To assess whether the expression profile obtained for SS stabilized in MTM accurately reflected the typical inflammation of COPD patients in the airways, we characterized the enriched biological entities in our samples by ssGSEA. Further, we validated these findings by using processed IS samples collected from patients of similar clinical characteristics which were known to provide an excellent interpretation of the inflammatory expression conditions (Govoni et al., 2020). ssGSEA facilitates the interpretation of the biological profile of each sample transforming a single sample’s gene expression profile into a gene set enrichment profile. The enrichment score for each gene set represents the activity level of that particular biological process in which the gene set’s members are coordinately up- or down-regulated. ssGSEA results showed that 80% of the top 10 enriched pathways from SS_MTM_plugs and SS_MTM_whole samples were in common, confirming the significant high correlation between the two handling methods, with or without separation of plugs. For these samples key pathways associated to features of COPD inflammation, for example interleukins and interferon response, had top enrichment scores. Moreover, the top 10 enriched pathways resulting from ssGSEA of SS stabilized in MTM and IS samples showed a straightforward overlap with up to 70% of biological pathways in common. All of these pathways were associated to features of COPD, namely, systemic inflammation, immune responses and oxidative stress (Holguin, 2013; Rovina et al., 2013; Lopez-Campos et al., 2016). In particular, the ssGSEA results highlighted common pathways in terms of cytokine signaling (IL-6 and IL-10) (Silva et al., 2018), inflammatory signaling such as the nuclear factor kappa B (NFκB) activation through tumor necrosis factor alpha (TNF-α) receptors (TNFR) (Rovina et al., 2013), immune response signaling (T cell activation, MHC pathway and Interferon α and β) and reactive oxygen signaling (Holguin, 2013). This analysis confirmed that the expected endotype, typical of COPD patients is represented within the SS samples and indicates that stabilization of SS in MTM might be a suitable method to assess the level of sputum cell inflammation in COPD patients by RNAseq analysis.

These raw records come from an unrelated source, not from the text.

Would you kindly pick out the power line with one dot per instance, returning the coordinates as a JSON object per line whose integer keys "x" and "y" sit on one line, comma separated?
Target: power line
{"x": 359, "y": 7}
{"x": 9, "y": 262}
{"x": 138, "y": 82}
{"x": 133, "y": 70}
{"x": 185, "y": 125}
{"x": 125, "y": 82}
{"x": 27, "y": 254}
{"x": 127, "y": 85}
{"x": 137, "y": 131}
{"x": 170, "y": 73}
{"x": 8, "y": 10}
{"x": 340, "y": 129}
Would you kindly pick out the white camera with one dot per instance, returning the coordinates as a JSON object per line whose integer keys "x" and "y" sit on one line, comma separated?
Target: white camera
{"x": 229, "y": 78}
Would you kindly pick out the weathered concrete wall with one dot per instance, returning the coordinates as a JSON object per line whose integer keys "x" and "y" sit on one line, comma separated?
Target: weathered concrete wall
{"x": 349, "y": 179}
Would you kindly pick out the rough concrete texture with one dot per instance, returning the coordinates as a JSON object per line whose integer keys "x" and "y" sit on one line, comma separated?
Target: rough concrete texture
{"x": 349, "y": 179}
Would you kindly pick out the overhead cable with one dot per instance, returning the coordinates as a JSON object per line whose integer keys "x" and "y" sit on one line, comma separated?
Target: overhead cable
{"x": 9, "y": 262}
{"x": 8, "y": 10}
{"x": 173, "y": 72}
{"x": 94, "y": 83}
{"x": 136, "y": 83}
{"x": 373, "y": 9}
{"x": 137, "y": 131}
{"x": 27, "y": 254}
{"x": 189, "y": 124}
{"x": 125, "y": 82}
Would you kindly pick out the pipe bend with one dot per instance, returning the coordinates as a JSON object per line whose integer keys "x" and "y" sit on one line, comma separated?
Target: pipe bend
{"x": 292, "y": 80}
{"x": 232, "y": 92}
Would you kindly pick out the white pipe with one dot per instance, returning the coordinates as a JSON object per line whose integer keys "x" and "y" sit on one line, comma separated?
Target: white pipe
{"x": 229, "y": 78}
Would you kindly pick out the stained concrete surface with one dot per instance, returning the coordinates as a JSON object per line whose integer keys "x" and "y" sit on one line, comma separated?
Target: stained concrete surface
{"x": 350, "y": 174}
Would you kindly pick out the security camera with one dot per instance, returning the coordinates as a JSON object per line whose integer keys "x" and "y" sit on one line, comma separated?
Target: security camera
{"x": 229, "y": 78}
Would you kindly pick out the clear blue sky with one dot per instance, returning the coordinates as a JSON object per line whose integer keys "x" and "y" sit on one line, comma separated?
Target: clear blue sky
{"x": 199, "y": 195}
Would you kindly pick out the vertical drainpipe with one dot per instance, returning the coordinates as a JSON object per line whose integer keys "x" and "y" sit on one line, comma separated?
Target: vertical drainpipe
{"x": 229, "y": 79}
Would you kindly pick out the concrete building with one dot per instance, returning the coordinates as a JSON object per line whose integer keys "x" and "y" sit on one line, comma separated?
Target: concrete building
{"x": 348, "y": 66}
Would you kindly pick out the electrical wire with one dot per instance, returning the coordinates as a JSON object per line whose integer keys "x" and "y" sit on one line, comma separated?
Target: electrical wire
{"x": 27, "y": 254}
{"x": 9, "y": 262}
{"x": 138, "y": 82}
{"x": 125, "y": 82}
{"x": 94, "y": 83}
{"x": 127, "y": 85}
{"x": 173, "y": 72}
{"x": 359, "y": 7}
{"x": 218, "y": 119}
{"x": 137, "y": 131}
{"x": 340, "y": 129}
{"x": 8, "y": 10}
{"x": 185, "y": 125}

While the validation of ssGSEA using IS samples from an independent cohort of patients represent a strength of the present investigation, the study has also important limitations. First, we collected IS and SS samples from different patient populations although with similar clinical characteristics. Second, the number of SS samples investigated was limited and based on this, we selected the average DV200 values within each collection method instead of the individual DV200 values as quality metric for progression to sequencing. Despite most of the samples having individual DV200 values > 30%, one sample pair showed DV200 consistently below this limit; yet, inclusion of this sample pair did not change the overall output of the ssGSEA analysis. Third, SS was not processed for cell counts or microbiome analysis and information on cell and microbial composition as possible quality measures were not available. However, the transcriptomic profile generated from SS samples was validated against that of IS samples of high-quality metrics. These samples were collected and processed in a RCT under highly standardized protocol conditions leading to an average viability of sputum cells of 92.5% and with high RNA quality (Govoni et al., 2020).To the best of our knowledge this is the first study showing suitability of SS samples in COPD patients to derive appropriate RNA for gene expression analysis. The implication of the current findings is particularly relevant in the context of large multi-centre studies, in which specific know-how and capabilities for sample processing are generally missing. Collection of SS with no further processing requirements eases the burden for patients and facilitates technicalities at sites. In addition, the possibility to transfer samples to bioanalytical laboratories at ambient temperature is dramatically reduces the high logistics costs typically associated to shipments in dry ice. These conditions might allow the evaluation of the pharmacodynamic profile of drugs in relation to clinical efficacy or the characterization of different endotypes for precision medicine approaches in large long-term clinical trials. Prospective implementation of these assessments in clinical studies is deemed necessary to validate further the methodology.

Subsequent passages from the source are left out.